Monday, May 4, 2015

Firm Balance Sheets and Unemployment in the Great Recession

The balance sheets of households and financial firms have received a lot of emphasis in research on the Great Recession. The balance sheets of non-financial firms, in contrast, have received less attention. At first glance, this is perfectly reasonable; households and financial firms had high and rising leverage in the years leading up to the Great Recession, while non-financial firms' leverage remained constant (Figure 1, below).

New research by Xavier Giroud and Holger M. Mueller argues that the flat trendline for non-financial firms' leverage obscures substantial variation across firms, which proves important to understanding employment in the recession. Some firms saw large increases in leverage prior to the recession and others large declines. Using an establishment-level dataset with more than a quarter million observations, Giroud and Mueller find that "firms that tightened their debt capacity in the run-up ('high-leverage firms') exhibit a significantly larger decline in employment in response to household demand shocks than firms that freed up debt capacity ('low-leverage firms')."
The authors emphasize that "we do not mean to argue that household balance sheets or those of financial intermediaries are unimportant. On the contrary, our results are consistent with the view that falling house prices lead to a drop in consumer demand by households (Mian, Rao, and Sufi (2013)), with important consequences for employment (Mian and Sufi (2014)). But households do not lay off workers. Firms do. Thus, the extent to which demand shocks by households translate into employment losses depends on how firms respond to these shocks."

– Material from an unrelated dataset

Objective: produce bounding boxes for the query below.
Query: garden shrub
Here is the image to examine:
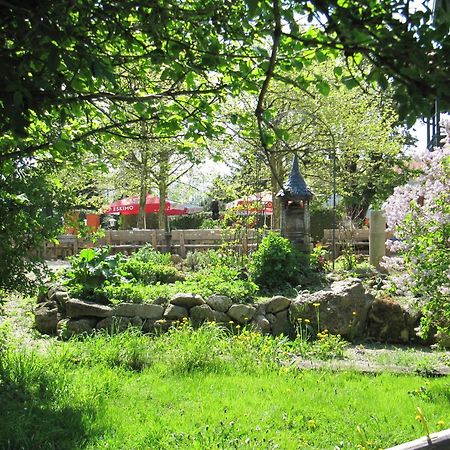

Firms' responses to household demand shocks depend largely on their balance sheets. Low-leverage firms were able to increase their borrowing during the recession to avoid reducing employment, while high-leverage firms were financially constrained and could not raise external funds to avoid reducing employment and cutting back investment:
"In fact, all of the job losses associated with falling house prices are concentrated among establishments of high-leverage firms. By contrast, there is no significant association between changes in house prices and changes in employment during the Great Recession among establishments of low-leverage firms."